4.2. En l'espèce, la Chambre décide de faire foi à l'attestation de l'associé qui contrôle le service de gestion des délais dans laquelle il affirme que l'erreur qui s'est produite est la seule qui ait conduit à un risque de privation de droit pour un client du Cabinet. Ceci est en effet corroboré par les constatations suivantes :

4.2.1. Les listages de 1991 et 1993 versés au dossier font apparaître que ce système qui permet de traiter un volume de cas important n'a pas subi de modification notable depuis sa mise en oeuvre.

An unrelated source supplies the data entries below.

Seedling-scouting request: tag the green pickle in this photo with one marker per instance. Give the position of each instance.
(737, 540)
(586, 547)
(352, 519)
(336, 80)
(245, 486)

4.2.2. La personne qui a saisi incorrectement le délai est une personne expérimentée dont le curriculum vitae établit que depuis 1971 elle a toujours exercé dans des cabinets d'ingénieurs-conseils des fonctions liées à la surveillance de délais. Toutefois la Chambre relève dans la décision J 05/80, JO OEB 81,343 que, afin que soit établie la vigilance du mandataire dans les cas où il a délégué, comme en l'espèce, certaines tâches à un employé, il convenait non seulement qu'il ait choisi une personne qualifiée mais encore que cette personne soit surveillée par ses soins.

5. Le contrôle

5.1. Il apparaît en l'espèce que, vu l'importance du Cabinet, si ce n'est pas le mandataire agréé de la requérante qui exerce personnellement et directement le contrôle de l'employé, cette surveillance est effectuée par un Associé ayant la qualité de mandataire agréé possédant une compétence équivalente à la sienne.

5.2. De plus, le fait que le dépassement du délai ait été décelé dans les trois jours qui ont suivi son échéance, rend crédible l'allégation du mandataire qui a fait valoir que, au sein du Cabinet, chaque ingénieur-brevet et donc lui-même, exerce sur les dossiers dont il a la charge un contrôle moins automatique que celui réalisé grâce aux moyens informatiques, mais cependant complémentaire. La surcharge de travail occasionnée à l'époque par la préparation d'une demi-douzaine de demandes de brevets initiales explique que la surveillance complémentaire qu'il effectue habituellement n'ait été exercée qu'avec quelques jours de retard.

6. Dès lors, la Chambre retient qu'en l'espèce les conditions requises par la jurisprudence sont réunies et que, conformément aux dispositions de l'article 122 CBE, le mandataire agréé de la requérante n'a pas été en mesure d'observer le délai de dépôt du mémoire de recours bien qu'il ait fait preuve de toute la vigilance nécessitée par les circonstances.

DISPOSITIF

Par ces motifs, il est statué comme suit

La requérante est rétablie dans ses droits quant à la production du mémoire de recours dans le délai prescrit par l'article 108 CBE.